The cuisine was delicious and is very important to locals in Hong Kong. Dim sum – small plates – is the most popular dish and due to Hong Kong being comprised of 234 islands, seafood plays a large part in the cuisine. With over 50 Michelin star restaurants, many of which can cost you less than £20 for two to dine, it can be hard to decide where to eat.

Shrimp noodles at Michelin starred Mak’s Noodle, Harbour City

Whether you’re just perusing or looking for something in particular, I highly recommend the street markets. The most renowned include Ladies’, Stanley, Goldfish – selling goldfish – and Jade market, which are dotted throughout Hong Kong. You can also eat at the open-air food stalls, known as dai pai dongs, which are found near the local markets. With many of these street food markets becoming restaurants due to their success, it’s a great way to dine with the locals and try a noodle dish – or if you’re feeling adventurous, maybe even try a local delicacy!

Ladies Market, Kowloon

Ladies Market, Kowloon

There are many ways to see the impressive skyline and surrounding mountainous terrain. Victoria Peak has an elevation of 552m and is the highest mountain on Hong Kong Island. The best way to reach the viewpoint is by the Victoria Peak tram. Named after Queen Victoria, it dates back to 1888. If you are feeling more adventurous, you can walk up to Braemar Hill, which can be visited by taking a bus to the start point. The walk is around half an hour each way and affords scenic views. You may even catch sight of an eagle!
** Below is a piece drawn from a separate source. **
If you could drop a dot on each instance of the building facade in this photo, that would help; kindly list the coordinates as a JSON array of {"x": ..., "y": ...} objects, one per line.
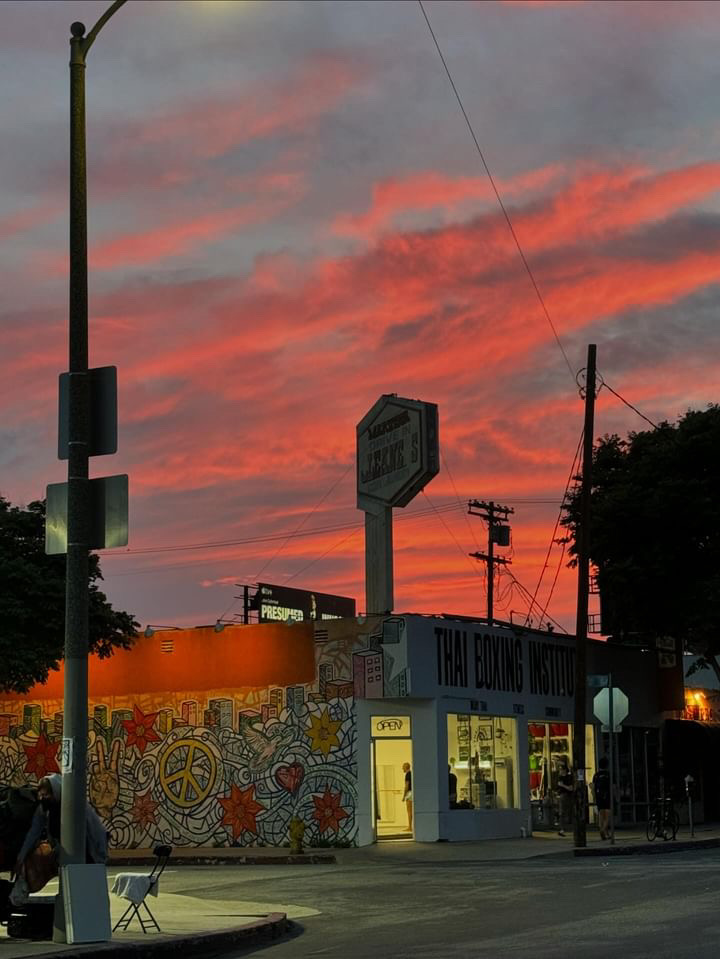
[{"x": 319, "y": 727}]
View from Victoria Peak at sunset

For panoramic views across the city, take the Ngong Ping 360 cable car to Lantau Island. The cable car is one of the longest in the world, taking you over hills and water - this is the best way to visit the iconic Big Buddha. Lantau Island is home to the Po Lin Buddhist Monastery, where many come to pay their respects and bring offerings. You can also visit the local fishing village of Tai O, where a community of fishing families have built stilt houses above the water for generations. Take one of the boats through the village waterways and into the South China Sea, where you will see the newly built Hong Kong–Zhuhai–Macau Bridge. If you’re lucky, you may even spot an endangered pink dolphin.

Tai O fishing village, Lantau Island

Another worthwhile day trip is Lamma Island, with its white sand beaches and clear water surrounded by lush green hills. There are frequent crossings from the ferry terminal in Central, taking approximately 35 minutes. There are no vehicles on the island except for service vehicles, so it’s very peaceful. I recommend taking the ferry to Sok Kwu Wan and take the soft trek to Yung Shue Wan, where you can catch the ferry back to Central or Kowloon. Along the way you can stop at the picturesque beaches, where you can stop for a swim in the sea (changing facilities and showers are available), local temples and take in the stunning landscapes. There are plenty of refreshment stops along the way – a popular snack for locals is a frozen pineapple stick.

View of one of the many beaches on Lamma Island

Hong Kong’s Symphony of Lights show is simply unmissable. Each evening at 8pm, the light show illuminates iconic buildings to form a multimedia spectacular, all to the sound of the Hong Kong Philharmonic Orchestra. You can view the show from the harbourfront areas near Hong Kong’s Cultural Centre in Tsim Sha Tsui and near Golden Bauhinia Square in Wan Chai. When you picture Hong Kong, the view you see is most likely Victoria Harbour where the light show takes place. Watching the light show on a wooden Chinese junk boat cruise is the best way to see it, but you will need to book in advance.

Victoria Harbour by night

Victoria Harbour by night

After seven nights in this fascinating destination, I am left wondering how anyone could possibly experience Hong Kong in one day. I still feel there is so much more to see, so many more trails to walk and restaurants to try. I’m already looking forward to returning!